In 2019, California passed the Fair Access to Credit Act (AB 539) and put a 36% interest cap, plus the federal funds rate, on consumer installment loans between $2,500 and $9,999. Headlines called it the end of predatory lending in the state. Six years on, with real data from the Department of Financial Protection and Innovation (DFPI) on the table, it is time to talk about what the cap did, what it did not do, and the parallel statute most reporting still ignores: a California borrower can walk into a storefront tomorrow and get a 459% APR payday loan that is fully legal.

The reason is structural. California has two separate payday-adjacent regimes. AB 539 amended one of them. It did not touch the other. If you have read the headlines and are confused about why the loan you were quoted online still carries triple-digit interest, that gap is the explanation.
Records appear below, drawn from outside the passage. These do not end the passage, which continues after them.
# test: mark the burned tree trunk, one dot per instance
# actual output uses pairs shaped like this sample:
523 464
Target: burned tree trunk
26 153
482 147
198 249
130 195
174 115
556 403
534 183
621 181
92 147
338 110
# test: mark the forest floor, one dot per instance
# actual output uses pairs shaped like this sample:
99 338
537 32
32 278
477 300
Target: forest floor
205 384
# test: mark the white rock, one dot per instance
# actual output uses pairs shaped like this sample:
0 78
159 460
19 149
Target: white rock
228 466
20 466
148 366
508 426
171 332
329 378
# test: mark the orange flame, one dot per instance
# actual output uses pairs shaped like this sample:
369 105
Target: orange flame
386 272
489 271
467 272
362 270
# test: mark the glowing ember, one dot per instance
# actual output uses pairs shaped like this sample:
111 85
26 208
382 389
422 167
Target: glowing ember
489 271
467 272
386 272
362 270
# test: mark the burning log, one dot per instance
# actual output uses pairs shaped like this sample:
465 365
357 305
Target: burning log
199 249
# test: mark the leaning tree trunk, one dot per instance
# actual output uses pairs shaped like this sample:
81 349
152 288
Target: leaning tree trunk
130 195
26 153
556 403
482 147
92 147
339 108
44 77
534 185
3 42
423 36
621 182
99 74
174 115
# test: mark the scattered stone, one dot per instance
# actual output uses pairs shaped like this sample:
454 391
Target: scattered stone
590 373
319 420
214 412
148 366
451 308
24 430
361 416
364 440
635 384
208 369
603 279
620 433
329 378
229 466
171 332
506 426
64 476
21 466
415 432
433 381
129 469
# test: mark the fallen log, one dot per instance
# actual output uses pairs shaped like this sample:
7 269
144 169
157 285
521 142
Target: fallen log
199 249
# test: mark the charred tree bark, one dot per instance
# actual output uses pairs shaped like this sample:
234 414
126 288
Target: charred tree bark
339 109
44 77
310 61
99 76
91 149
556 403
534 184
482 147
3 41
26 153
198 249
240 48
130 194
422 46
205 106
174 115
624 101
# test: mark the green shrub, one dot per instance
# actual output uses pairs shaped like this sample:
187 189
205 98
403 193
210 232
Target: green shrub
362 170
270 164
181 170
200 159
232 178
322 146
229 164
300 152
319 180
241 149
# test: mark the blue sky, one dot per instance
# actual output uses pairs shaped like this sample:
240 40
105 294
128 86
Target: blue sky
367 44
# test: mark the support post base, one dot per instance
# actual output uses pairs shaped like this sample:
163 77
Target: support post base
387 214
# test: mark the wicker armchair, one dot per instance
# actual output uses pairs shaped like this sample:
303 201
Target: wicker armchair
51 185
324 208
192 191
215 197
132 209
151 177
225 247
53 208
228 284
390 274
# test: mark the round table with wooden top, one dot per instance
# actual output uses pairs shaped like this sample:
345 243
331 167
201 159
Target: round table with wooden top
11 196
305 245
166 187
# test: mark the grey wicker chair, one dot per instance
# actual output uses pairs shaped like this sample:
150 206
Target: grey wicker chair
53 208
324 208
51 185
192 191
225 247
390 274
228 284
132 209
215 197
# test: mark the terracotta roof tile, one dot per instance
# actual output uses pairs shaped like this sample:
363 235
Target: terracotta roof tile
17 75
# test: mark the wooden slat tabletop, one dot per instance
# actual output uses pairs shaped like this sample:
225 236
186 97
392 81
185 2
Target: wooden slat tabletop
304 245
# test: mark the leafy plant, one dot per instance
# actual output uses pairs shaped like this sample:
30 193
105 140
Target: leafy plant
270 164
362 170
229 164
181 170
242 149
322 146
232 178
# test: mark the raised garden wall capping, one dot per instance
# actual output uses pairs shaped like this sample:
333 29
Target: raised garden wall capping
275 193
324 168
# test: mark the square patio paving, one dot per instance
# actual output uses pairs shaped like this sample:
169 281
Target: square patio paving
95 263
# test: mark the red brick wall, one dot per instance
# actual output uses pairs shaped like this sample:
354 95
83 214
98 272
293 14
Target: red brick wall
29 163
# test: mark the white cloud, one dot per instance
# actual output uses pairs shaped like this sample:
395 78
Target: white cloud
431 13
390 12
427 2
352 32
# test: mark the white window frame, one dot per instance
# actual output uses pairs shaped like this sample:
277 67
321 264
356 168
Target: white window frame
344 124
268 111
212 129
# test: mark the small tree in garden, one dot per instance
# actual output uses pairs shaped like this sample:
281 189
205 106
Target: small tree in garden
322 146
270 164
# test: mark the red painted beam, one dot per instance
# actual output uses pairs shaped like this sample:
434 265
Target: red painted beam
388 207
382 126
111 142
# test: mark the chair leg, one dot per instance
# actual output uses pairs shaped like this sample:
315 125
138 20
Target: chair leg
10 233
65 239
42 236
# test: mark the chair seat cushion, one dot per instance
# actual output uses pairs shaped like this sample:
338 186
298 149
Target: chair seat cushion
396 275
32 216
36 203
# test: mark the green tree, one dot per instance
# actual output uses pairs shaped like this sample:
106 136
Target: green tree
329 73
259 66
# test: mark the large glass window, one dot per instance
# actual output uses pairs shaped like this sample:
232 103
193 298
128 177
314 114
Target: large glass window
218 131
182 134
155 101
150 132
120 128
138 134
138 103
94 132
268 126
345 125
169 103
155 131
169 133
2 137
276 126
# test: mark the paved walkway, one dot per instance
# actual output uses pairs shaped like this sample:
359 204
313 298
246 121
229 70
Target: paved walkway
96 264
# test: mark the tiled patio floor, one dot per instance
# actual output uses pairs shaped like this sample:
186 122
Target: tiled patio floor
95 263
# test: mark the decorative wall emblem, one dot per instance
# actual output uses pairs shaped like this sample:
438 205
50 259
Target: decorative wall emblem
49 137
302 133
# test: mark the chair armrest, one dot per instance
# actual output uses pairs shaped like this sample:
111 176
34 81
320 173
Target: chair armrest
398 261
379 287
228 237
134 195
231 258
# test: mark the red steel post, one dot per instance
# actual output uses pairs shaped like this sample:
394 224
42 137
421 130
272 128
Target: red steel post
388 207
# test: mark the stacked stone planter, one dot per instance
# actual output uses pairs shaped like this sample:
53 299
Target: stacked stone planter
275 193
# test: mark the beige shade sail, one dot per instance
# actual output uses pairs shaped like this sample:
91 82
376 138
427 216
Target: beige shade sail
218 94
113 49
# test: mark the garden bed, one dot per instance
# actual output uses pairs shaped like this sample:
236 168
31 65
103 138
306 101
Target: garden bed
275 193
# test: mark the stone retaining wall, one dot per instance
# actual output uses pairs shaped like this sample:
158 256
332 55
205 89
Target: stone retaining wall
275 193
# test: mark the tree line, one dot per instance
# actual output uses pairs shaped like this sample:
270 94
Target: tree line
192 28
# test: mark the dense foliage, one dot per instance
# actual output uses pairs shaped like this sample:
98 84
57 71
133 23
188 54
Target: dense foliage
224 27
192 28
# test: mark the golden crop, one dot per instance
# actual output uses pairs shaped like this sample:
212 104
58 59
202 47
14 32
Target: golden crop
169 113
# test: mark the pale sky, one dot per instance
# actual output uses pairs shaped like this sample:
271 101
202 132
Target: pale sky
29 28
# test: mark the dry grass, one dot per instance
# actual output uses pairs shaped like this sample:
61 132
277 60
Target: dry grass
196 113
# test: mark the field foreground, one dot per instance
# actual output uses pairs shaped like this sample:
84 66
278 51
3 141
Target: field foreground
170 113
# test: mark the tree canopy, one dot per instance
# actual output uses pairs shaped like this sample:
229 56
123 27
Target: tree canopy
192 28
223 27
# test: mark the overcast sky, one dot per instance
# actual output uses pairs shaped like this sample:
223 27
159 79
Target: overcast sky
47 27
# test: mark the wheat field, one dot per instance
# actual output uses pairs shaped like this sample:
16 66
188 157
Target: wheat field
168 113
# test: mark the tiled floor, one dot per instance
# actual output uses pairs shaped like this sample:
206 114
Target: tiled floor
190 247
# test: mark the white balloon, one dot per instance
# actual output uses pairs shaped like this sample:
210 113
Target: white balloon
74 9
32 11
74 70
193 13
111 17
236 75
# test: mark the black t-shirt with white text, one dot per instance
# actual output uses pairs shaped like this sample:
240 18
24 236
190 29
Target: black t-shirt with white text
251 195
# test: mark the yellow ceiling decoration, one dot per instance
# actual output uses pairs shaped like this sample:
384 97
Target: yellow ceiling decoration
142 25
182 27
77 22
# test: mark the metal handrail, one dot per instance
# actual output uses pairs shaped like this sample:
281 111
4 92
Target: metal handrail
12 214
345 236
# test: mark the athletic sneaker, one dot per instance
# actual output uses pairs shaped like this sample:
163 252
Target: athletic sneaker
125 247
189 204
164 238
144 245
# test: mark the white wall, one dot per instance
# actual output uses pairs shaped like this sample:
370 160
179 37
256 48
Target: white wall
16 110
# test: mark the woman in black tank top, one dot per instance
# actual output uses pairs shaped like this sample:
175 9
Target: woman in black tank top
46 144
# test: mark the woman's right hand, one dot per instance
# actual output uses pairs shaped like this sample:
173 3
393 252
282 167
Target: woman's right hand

What AB 539 Actually Did, and the One Thing It Didn't Touch

AB 539, codified in the California Financing Law (Fin. Code 22000 et seq.), set a hard 36% APR cap (plus the federal funds rate) on consumer installment loans of $2,500 to $9,999. It also did four other things people forget:

  • Minimum 12-month loan term
  • Prepayment penalties banned
  • Lender must report repayment to at least one major credit bureau
  • Lender must offer a free financial education course

Before AB 539, more than half of California installment loans above $2,500 carried APRs of 100% or higher, according to data from what was then the Department of Business Oversight, cited in the California Budget Center's 2018 brief in support of the bill. After January 1, 2020, those rates were no longer legal on loans in that size band.

Here is what AB 539 did not touch: the California Deferred Deposit Transaction Law (CDDTL), Financial Code section 23000 and following. That is the statute that governs the classic California payday loan, and it operates on a completely different set of rules: a maximum face value of $300, a fee capped at 15% of the face, and a term of no more than 31 days. On a 14-day, $300 loan, the effective APR is about 459%. Legal. Unchanged by AB 539. Still happening every day at storefronts from Bakersfield to Eureka. We walk through how that annualization works in our APR explainer.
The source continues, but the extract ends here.